Его появление в пивной производило сильное впечатление. Он въезжал на каталке, приветствовал всех возгласом:

— Здорово орлы!

Расстегивал ремень, державший обрубки ног на каталке, и легко вскакивал на табурет, при этом твердым жестом останавливая тех, кто бросался на помощь. Пока буфетчик наливал и подносил к столу стакан водки, дядя Коля отвечал на многочисленные «за тебя, командир!» — улыбался и вскидывал кулак, что означало — «так держать!». Но иногда хмурился, если замечал в углу не в меру разгулявших собутыльников.

— Эй, там! — грозно одергивал разгулявших. — В чем дело? Разговаривать в нормальном режиме! Делай, как я сказал!..

И под его пристальным повелительным взглядом чрезмерно разгулявшие умолкали и съеживались — никто не мог противостоять его тяжелому взгляду. В пивной он держал власть крепко, и все это знали.

Опрокинув стакан, дядя Коля тут же прощался:

— Наметил на сегодня еще кое-что сделать.

Он получал пенсию и вполне мог бы не работать, но никогда не сидел без дела — с усердием, искусно паял, лудил кухонную утварь соседям; как надомник, чинил плитки и керосинки из мастерской, а одно время даже работал электриком; катал от дома к дому с монтерской сумкой и складной дюралевой лестницей за плечами.

— Дел невпроворот, — подмигивал встречным. — Мне повезло, что здесь живу — в домах проводка гнилая, розетки на ладан дышат, — так что работы по горло.

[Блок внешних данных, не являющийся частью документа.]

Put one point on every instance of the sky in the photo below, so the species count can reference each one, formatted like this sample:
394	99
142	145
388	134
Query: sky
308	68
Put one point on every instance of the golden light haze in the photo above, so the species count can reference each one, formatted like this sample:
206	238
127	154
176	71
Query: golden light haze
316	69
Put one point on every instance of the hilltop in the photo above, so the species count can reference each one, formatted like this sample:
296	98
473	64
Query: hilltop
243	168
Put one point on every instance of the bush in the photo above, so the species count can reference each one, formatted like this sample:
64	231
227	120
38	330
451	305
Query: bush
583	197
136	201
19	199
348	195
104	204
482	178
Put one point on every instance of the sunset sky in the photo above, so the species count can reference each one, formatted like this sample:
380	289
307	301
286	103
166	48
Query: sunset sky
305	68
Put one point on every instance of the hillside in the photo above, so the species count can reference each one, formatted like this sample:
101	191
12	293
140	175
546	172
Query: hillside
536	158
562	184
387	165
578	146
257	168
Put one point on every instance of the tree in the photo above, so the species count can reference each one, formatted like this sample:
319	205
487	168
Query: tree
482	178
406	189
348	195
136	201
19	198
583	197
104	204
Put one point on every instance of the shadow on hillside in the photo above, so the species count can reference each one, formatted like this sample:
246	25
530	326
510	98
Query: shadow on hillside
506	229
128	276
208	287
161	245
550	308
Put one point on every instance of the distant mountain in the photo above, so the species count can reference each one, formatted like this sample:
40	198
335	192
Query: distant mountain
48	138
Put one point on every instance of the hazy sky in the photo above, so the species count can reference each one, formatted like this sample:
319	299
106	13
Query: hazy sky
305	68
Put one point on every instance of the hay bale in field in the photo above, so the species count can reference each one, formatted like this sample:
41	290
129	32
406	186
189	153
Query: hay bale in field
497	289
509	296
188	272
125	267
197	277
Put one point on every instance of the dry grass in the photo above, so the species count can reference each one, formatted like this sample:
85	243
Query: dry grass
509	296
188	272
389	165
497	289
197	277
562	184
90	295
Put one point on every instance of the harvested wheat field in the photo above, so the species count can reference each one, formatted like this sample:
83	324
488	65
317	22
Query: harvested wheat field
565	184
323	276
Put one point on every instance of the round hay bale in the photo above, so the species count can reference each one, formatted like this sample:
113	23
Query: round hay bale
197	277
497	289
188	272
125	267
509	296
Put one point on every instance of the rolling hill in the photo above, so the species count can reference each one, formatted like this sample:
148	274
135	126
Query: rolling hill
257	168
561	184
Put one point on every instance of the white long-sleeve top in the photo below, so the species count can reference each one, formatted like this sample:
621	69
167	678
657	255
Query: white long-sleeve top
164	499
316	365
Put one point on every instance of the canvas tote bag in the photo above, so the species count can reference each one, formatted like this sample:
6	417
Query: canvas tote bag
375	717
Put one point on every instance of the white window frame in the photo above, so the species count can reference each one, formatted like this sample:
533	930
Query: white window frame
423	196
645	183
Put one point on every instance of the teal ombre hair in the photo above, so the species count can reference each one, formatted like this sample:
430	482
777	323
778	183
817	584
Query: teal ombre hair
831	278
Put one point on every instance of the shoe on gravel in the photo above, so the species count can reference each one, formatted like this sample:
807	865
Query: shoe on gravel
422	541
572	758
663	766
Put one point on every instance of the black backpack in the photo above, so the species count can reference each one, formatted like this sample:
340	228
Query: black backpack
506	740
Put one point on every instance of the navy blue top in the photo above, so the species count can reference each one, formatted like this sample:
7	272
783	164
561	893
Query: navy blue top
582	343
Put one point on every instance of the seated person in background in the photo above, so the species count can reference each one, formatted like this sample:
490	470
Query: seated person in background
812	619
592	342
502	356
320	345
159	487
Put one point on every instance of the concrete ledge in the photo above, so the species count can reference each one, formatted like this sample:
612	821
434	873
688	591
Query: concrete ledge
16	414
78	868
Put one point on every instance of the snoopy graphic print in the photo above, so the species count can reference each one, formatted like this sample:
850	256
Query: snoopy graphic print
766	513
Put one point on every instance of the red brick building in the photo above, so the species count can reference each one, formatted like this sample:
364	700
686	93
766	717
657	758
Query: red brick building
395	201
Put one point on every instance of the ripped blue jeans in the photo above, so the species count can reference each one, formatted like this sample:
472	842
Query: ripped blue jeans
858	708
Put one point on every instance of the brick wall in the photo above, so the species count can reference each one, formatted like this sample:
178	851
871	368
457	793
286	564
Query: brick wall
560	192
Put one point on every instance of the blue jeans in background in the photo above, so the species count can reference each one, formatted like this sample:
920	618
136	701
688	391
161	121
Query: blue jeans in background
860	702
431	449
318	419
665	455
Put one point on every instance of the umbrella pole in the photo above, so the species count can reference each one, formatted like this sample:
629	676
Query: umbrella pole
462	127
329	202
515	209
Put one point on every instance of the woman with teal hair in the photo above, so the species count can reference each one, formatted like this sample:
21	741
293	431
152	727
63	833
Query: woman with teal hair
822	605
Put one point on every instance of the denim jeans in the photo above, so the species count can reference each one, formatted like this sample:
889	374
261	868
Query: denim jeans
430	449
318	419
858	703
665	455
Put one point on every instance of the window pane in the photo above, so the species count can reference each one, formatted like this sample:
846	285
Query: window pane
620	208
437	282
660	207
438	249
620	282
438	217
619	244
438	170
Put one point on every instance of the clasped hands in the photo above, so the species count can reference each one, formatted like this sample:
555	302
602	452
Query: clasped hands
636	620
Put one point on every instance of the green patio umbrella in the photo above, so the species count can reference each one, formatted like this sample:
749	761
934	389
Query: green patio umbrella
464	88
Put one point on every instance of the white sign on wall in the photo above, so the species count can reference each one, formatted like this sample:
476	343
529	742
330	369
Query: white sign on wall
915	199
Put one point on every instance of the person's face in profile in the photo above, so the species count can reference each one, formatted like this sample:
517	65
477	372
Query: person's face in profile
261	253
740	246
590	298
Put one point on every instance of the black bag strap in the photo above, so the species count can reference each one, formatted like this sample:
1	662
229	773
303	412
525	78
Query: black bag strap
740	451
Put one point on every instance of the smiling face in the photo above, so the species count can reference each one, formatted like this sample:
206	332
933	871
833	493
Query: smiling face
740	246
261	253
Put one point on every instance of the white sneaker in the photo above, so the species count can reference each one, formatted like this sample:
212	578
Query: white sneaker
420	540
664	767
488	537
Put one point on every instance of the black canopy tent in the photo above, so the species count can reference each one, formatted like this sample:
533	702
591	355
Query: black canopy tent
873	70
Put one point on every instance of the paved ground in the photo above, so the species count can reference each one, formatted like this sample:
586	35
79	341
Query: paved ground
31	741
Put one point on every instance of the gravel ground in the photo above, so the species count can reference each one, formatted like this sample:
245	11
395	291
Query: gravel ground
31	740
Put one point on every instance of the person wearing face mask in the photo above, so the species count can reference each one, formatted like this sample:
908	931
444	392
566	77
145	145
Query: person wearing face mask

Он «брал дома штурмом», и все делал добротно, на совесть, по собственному графику; выполнял намеченное, тут же забывал о победе и шел дальше — ставил новую цель. И ничто не выбивало его из колеи: ни отсутствие материалов, ни обесточивание сети, когда вырубали электричество и приходилось работать вслепую, ни промозглая погода, когда давали о себе знать раны... Никто никогда не видел его в унынии, в упадке сил, казалось, он сделан из железной арматуры, особо прочных сплавов. Глядя на него, думалось, что мужество есть не что иное как умение справляться с трудностями. Кстати, у него и фамилия была крепкая — Каменщиков...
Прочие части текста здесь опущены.